Ibrahim Hooper, spokesman for the Council on American-Islamic Relations, said Pew’s findings back up his own group’s research. He blamed a “vocal minority” in the U.S. for fanning anti-Muslim bias with increasingly harsh rhetoric since 9/11.

“Unfortunately, people have focused on that tiny, tiny minority of Muslims who have carried out violent acts, and claim to act in the name of Islam,” he said, adding that “99.99 percent of all Muslims will live and die without coming near an act of violence.”

Seemi Choudry, a 20-year-old Muslim student at Loyola University in Chicago, was skeptical of the report’s findings that said Americans were more familiar with Islam.

“If they are learning Islam through mass media and pop culture, that’s easily accessible stuff,” she said.

“I don’t know that’s the type of Islam that I would want to be infiltrated with.”

The survey did not address where or how Americans were getting information about Islam.

Choudry said she has not experienced any discrimination personally, but feels that Muslims on the whole are treated differently.

“We do suffer discrimination, which is the consequence of a lack of knowledge or ignorance,” she said.

Most of the findings came from a survey by the Pew Research Center for the People & the Press and the Pew Forum on Religion & Public Life, conducted Aug. 11-17 among 2,010 adults.
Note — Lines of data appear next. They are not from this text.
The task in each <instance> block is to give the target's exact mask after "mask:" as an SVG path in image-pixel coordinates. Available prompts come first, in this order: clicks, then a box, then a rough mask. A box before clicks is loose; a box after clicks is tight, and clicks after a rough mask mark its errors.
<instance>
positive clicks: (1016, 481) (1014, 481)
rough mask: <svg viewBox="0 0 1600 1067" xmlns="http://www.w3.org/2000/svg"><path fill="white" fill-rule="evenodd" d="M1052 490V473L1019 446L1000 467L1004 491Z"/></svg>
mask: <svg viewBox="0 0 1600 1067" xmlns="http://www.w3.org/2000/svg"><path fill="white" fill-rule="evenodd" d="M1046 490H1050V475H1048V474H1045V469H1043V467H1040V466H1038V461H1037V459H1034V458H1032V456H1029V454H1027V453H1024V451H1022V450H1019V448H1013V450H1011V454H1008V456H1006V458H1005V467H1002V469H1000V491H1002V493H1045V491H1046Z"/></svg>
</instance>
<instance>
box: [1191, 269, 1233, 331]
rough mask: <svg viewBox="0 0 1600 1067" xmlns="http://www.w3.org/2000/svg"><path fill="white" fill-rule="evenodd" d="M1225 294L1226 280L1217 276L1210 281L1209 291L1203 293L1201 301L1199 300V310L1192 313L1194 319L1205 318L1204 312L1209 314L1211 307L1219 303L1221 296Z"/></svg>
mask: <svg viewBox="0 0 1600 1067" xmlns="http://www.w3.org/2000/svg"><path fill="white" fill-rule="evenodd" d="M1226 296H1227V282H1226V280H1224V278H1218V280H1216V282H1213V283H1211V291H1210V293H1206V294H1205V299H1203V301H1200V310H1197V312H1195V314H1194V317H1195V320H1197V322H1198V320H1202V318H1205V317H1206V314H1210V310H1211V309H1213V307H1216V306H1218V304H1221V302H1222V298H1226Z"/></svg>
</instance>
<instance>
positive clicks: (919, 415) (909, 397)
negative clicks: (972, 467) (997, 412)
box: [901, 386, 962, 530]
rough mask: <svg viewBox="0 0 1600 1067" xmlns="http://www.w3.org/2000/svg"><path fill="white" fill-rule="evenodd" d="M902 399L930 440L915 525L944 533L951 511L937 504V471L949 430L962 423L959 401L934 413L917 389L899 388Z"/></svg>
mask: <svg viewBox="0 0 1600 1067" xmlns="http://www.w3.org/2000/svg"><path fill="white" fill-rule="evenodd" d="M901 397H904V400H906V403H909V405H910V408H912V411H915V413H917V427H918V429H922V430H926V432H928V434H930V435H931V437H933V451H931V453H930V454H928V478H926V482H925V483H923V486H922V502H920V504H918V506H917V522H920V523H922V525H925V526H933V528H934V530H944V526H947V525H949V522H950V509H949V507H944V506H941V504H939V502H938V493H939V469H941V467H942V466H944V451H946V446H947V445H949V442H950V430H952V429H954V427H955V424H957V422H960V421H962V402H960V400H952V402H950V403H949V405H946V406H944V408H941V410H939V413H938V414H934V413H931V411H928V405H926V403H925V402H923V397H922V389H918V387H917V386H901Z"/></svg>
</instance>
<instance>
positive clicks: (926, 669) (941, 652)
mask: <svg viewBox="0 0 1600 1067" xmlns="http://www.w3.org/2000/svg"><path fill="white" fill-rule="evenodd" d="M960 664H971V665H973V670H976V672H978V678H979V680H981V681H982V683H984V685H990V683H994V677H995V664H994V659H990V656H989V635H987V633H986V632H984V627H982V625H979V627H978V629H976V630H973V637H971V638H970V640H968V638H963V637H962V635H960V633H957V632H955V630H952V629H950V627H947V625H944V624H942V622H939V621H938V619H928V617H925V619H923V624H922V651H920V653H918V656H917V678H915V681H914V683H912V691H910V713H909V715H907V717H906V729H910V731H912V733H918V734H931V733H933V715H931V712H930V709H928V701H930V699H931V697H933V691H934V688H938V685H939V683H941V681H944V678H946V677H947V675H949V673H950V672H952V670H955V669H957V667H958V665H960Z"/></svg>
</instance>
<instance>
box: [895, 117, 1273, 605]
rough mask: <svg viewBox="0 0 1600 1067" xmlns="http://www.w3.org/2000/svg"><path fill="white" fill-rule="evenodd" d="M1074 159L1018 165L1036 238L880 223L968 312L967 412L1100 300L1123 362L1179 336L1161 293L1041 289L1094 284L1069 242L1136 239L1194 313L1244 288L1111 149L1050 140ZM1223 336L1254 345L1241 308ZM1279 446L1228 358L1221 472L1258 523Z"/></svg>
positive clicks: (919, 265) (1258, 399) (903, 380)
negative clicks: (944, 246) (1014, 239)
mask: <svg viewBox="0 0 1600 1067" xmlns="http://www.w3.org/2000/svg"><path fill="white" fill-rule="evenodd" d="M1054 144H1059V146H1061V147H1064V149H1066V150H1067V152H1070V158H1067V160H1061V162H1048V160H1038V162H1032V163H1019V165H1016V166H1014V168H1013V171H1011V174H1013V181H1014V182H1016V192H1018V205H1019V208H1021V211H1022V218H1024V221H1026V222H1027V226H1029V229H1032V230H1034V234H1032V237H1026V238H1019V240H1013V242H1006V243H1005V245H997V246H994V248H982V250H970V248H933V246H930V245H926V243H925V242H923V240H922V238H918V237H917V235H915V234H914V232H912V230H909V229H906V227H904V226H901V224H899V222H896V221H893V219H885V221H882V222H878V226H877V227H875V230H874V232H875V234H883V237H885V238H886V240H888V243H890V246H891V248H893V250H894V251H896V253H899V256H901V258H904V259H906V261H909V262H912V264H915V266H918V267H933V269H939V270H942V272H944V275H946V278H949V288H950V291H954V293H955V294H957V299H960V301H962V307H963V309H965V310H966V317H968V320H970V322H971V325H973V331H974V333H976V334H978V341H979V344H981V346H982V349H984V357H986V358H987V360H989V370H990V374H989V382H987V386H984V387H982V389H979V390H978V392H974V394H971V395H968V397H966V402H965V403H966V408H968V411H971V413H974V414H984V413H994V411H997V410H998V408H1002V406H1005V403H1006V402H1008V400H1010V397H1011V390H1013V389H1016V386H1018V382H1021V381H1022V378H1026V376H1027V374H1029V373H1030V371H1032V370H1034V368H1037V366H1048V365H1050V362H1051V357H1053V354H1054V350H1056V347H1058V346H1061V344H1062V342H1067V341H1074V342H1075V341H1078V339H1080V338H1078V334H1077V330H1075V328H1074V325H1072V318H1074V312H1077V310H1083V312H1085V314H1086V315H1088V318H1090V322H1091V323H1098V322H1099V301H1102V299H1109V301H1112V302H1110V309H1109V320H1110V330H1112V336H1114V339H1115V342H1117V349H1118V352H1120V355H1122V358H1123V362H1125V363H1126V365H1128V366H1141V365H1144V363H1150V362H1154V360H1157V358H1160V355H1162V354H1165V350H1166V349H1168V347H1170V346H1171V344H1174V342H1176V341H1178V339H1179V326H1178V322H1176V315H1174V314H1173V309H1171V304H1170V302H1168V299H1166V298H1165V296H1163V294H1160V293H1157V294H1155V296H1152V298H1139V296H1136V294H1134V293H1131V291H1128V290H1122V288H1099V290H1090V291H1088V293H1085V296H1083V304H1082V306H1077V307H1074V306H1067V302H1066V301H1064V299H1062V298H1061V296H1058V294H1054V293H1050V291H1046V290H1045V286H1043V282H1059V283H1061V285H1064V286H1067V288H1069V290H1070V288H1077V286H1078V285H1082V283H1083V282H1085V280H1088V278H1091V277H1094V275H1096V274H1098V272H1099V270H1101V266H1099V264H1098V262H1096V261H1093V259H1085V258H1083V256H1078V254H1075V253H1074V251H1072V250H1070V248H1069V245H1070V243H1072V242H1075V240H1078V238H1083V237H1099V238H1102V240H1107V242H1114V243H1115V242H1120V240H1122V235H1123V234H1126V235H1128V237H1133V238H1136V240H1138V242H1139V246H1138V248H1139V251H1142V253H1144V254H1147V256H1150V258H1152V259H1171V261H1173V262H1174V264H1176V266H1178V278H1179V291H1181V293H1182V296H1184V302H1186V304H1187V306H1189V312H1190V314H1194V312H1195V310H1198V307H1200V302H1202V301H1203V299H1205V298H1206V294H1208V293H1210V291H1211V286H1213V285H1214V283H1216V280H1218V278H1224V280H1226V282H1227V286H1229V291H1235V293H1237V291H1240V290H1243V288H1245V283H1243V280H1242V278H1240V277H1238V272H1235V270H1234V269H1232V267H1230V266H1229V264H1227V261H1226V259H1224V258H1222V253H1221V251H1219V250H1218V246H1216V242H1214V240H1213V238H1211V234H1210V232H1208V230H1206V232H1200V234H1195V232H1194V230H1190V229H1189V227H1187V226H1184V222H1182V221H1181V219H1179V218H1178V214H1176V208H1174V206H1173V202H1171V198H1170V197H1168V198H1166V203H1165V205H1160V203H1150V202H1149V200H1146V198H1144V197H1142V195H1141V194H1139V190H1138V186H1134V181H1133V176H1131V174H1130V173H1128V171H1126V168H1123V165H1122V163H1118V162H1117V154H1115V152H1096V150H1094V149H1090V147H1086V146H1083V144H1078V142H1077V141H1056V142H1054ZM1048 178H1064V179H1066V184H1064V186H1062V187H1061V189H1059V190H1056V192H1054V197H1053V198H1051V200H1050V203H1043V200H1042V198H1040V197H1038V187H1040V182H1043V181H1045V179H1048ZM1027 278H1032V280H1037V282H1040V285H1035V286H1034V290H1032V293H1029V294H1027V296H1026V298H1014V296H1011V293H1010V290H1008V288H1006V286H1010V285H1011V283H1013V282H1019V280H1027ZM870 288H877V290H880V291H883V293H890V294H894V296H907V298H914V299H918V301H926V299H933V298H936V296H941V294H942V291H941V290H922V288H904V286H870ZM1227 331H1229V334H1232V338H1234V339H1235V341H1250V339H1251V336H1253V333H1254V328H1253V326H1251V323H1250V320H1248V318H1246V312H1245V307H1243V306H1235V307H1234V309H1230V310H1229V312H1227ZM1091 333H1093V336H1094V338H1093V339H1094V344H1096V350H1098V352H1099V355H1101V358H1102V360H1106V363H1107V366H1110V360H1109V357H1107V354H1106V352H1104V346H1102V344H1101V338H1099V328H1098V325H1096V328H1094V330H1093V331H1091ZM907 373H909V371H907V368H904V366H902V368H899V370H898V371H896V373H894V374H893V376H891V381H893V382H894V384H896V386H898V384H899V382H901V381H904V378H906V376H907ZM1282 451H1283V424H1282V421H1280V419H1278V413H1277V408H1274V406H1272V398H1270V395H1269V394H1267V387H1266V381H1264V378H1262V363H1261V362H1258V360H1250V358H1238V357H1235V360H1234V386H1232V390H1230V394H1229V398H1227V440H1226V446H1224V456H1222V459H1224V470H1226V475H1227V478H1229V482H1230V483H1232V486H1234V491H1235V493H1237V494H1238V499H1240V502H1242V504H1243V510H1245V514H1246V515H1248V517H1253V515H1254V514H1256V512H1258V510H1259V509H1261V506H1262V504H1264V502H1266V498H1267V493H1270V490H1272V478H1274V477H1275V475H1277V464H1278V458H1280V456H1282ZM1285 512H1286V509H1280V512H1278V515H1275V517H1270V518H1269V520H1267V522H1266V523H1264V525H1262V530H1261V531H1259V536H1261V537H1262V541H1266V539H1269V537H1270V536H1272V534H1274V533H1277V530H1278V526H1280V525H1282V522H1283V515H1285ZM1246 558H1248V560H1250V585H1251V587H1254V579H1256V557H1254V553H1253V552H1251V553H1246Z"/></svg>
It has a margin of error of plus or minus 2.5%. Some findings also came from another survey of 2,003 adults conducted Aug. 20-27.

Hooper said continuing education about Islam is the key to fighting prejudice. In June, CAIR began a campaign to distribute free copies of the Qur’an to 100,000 local and national leaders, from President Obama to local school principals.

 

“When knowledge about Islam goes up, prejudice goes down,” Hooper said.

 

Associated Press writer Sophia Tareen in Chicago contributed to this report.